Problem
Pipeline concerns are often mixed, so reruns and ownership become hard to reason about.
Contract-first orchestration design for ingestion, transformation, and warehouse execution.
Quick overview
Pipeline concerns are often mixed, so reruns and ownership become hard to reason about.
A contract-first engine with typed settings and adapter boundaries across runtime stages.
REST and file ingestion, Duck-compatible warehouses, and dbt-first transformation.

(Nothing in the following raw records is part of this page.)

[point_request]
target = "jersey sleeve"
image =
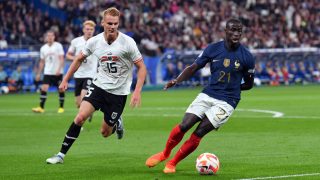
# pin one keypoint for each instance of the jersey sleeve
(88, 48)
(72, 47)
(134, 53)
(203, 58)
(250, 64)
(60, 50)
(42, 56)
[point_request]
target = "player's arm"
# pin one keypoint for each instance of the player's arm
(61, 64)
(186, 74)
(41, 66)
(248, 79)
(141, 76)
(72, 69)
(70, 56)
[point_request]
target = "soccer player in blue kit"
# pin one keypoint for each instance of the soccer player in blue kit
(230, 62)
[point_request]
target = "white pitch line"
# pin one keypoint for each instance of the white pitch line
(276, 114)
(282, 177)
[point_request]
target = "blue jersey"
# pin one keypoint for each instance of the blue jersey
(227, 70)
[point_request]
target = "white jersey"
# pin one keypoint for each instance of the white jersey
(89, 66)
(115, 62)
(50, 54)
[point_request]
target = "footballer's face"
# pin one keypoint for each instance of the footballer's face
(88, 31)
(50, 37)
(110, 25)
(233, 32)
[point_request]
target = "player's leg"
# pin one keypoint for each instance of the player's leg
(61, 94)
(175, 137)
(204, 127)
(82, 94)
(112, 109)
(43, 95)
(214, 117)
(120, 128)
(77, 92)
(106, 129)
(86, 108)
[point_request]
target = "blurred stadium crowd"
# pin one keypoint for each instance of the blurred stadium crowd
(160, 26)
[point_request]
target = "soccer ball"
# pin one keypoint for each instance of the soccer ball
(207, 164)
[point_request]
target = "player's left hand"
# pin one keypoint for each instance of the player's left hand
(170, 84)
(135, 99)
(63, 86)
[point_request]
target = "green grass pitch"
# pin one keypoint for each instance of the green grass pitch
(251, 144)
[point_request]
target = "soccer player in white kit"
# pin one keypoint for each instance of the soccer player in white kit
(52, 60)
(117, 53)
(87, 70)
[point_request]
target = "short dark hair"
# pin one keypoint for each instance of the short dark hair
(234, 21)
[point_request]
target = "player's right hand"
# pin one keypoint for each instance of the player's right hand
(170, 84)
(63, 86)
(38, 77)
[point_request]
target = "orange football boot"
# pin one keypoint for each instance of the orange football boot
(169, 169)
(155, 159)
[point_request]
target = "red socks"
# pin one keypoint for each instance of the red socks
(188, 147)
(175, 137)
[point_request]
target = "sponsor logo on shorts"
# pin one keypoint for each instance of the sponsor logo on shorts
(114, 115)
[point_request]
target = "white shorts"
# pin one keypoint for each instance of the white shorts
(217, 111)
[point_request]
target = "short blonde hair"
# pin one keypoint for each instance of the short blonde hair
(89, 22)
(111, 11)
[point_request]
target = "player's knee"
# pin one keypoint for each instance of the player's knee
(105, 133)
(184, 127)
(80, 119)
(77, 104)
(201, 132)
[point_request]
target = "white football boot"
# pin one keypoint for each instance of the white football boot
(56, 159)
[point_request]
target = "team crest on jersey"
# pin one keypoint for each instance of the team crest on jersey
(237, 64)
(114, 115)
(109, 58)
(226, 62)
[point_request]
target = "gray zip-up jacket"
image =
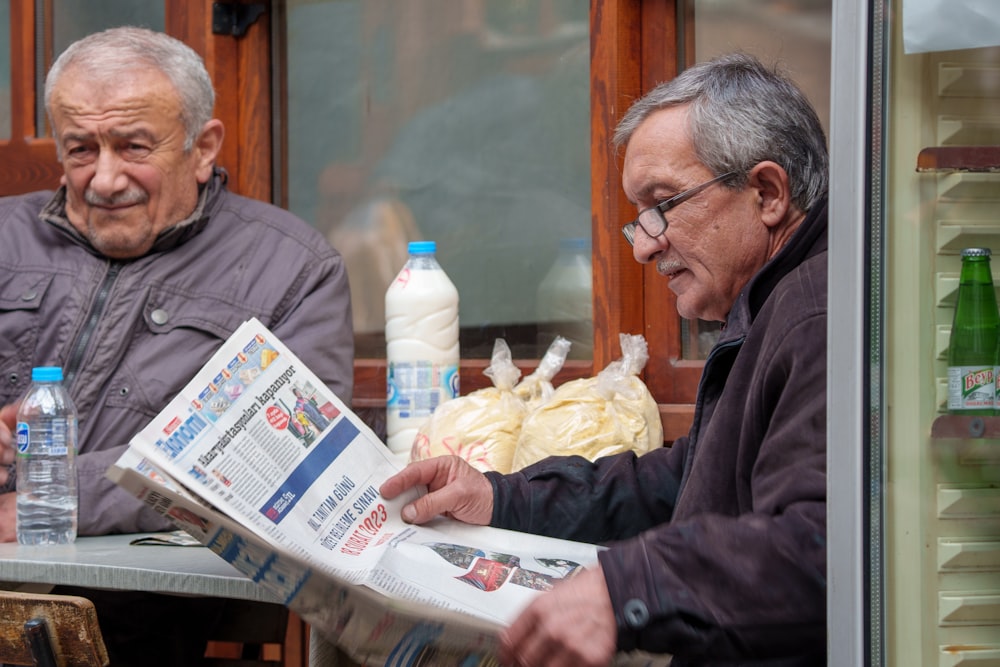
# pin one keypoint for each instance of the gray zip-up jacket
(130, 334)
(717, 545)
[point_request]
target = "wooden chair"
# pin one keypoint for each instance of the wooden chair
(49, 631)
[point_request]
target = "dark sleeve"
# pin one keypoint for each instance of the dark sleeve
(613, 498)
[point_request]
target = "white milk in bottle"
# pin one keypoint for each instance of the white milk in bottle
(421, 333)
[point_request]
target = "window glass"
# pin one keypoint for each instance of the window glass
(795, 36)
(73, 19)
(465, 123)
(5, 69)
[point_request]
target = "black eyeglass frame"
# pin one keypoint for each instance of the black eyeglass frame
(628, 229)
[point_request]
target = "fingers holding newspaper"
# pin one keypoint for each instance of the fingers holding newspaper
(573, 625)
(454, 489)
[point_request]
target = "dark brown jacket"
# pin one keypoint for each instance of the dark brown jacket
(717, 544)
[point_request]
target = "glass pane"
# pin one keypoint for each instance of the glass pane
(73, 19)
(5, 69)
(463, 123)
(794, 35)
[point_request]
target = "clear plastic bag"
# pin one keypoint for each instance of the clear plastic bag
(607, 414)
(482, 427)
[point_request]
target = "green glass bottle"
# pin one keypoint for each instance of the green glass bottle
(972, 352)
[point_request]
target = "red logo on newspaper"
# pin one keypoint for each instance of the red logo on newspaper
(277, 418)
(174, 423)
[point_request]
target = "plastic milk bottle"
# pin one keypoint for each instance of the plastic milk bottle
(422, 353)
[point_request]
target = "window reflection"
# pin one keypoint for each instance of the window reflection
(466, 123)
(73, 19)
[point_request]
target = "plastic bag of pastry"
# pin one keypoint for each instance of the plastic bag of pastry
(593, 417)
(537, 387)
(482, 426)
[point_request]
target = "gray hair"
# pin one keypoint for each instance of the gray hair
(127, 48)
(742, 113)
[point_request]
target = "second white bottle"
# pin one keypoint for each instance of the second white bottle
(422, 351)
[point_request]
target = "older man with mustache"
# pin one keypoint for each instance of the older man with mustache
(141, 264)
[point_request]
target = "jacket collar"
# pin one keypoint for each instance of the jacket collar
(808, 240)
(54, 213)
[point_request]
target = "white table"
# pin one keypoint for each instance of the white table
(111, 562)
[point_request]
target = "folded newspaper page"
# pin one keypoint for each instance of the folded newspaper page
(260, 462)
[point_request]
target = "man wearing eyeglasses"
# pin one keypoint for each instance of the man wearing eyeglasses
(717, 544)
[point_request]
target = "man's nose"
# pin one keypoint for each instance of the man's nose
(645, 248)
(109, 176)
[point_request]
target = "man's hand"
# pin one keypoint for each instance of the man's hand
(8, 415)
(455, 489)
(573, 625)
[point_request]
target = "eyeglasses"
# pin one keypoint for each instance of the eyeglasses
(653, 220)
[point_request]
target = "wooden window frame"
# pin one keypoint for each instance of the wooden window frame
(634, 45)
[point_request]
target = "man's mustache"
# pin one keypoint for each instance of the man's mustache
(126, 198)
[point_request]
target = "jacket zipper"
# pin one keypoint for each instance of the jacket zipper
(93, 318)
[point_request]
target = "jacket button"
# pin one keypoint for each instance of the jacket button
(636, 614)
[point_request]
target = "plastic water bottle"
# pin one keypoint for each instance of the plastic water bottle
(47, 496)
(422, 353)
(564, 306)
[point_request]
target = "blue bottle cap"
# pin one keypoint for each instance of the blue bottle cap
(422, 247)
(46, 374)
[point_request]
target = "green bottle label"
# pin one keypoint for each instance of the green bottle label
(971, 388)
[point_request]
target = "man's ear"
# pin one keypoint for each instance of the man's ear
(207, 148)
(774, 197)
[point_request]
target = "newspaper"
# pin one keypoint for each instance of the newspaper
(260, 462)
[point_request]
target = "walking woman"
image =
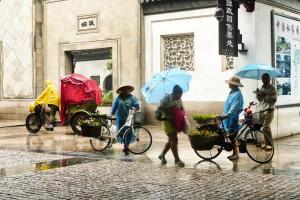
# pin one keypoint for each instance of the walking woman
(121, 106)
(167, 106)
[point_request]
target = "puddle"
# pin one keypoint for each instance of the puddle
(43, 166)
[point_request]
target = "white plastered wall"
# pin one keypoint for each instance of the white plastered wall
(208, 79)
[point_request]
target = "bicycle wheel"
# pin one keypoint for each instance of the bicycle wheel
(138, 138)
(101, 143)
(256, 141)
(209, 154)
(212, 153)
(33, 124)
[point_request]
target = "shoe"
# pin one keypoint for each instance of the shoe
(179, 163)
(233, 157)
(162, 158)
(268, 147)
(126, 152)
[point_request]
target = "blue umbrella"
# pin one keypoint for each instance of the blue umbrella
(162, 84)
(255, 71)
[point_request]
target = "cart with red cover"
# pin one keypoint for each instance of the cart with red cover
(79, 97)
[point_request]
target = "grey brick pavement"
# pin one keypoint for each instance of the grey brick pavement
(112, 179)
(10, 158)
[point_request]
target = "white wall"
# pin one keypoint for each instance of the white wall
(208, 79)
(119, 25)
(16, 35)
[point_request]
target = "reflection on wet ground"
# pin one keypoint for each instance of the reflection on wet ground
(42, 166)
(62, 142)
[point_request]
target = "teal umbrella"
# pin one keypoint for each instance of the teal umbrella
(255, 71)
(162, 84)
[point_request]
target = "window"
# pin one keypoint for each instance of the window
(178, 50)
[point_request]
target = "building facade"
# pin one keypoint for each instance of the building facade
(124, 42)
(270, 35)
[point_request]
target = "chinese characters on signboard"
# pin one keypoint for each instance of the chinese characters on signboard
(88, 23)
(286, 37)
(228, 28)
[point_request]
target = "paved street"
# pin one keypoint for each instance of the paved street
(60, 165)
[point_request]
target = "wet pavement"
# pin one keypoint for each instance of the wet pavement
(60, 165)
(62, 142)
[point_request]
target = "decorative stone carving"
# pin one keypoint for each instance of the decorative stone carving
(88, 23)
(178, 50)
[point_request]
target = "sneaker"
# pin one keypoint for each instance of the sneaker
(179, 163)
(126, 152)
(269, 147)
(233, 157)
(162, 158)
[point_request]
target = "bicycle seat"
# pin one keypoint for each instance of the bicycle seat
(222, 117)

Pipeline flow stays centralised while backend-specific behaviour remains isolated.
Context
Data projects often blur orchestration, source logic, warehouse behaviour, and transformation execution. This increases maintenance cost and makes rerun behaviour harder to reason about. Axiomatic Engine addresses this by separating responsibilities with typed protocols and adapter boundaries.
Delivery architecture
The engine is organised into contracts, adapters, and core stages. Sources expose resources through protocol boundaries, ingestion is executed with dlt into a selected warehouse adapter, and transformation is delegated through a transformation adapter.
This keeps pipeline flow centralised while backend specifics remain isolated. Settings are loaded from AXIOMATIC_* variables with CLI override support.
Design decisions
Source, storage, warehouse, and transformation protocols define extension points. Literal kinds constrain available options, so unsupported backends fail explicitly instead of degrading silently. This helps keep project code domain-aware and engine code domain-agnostic.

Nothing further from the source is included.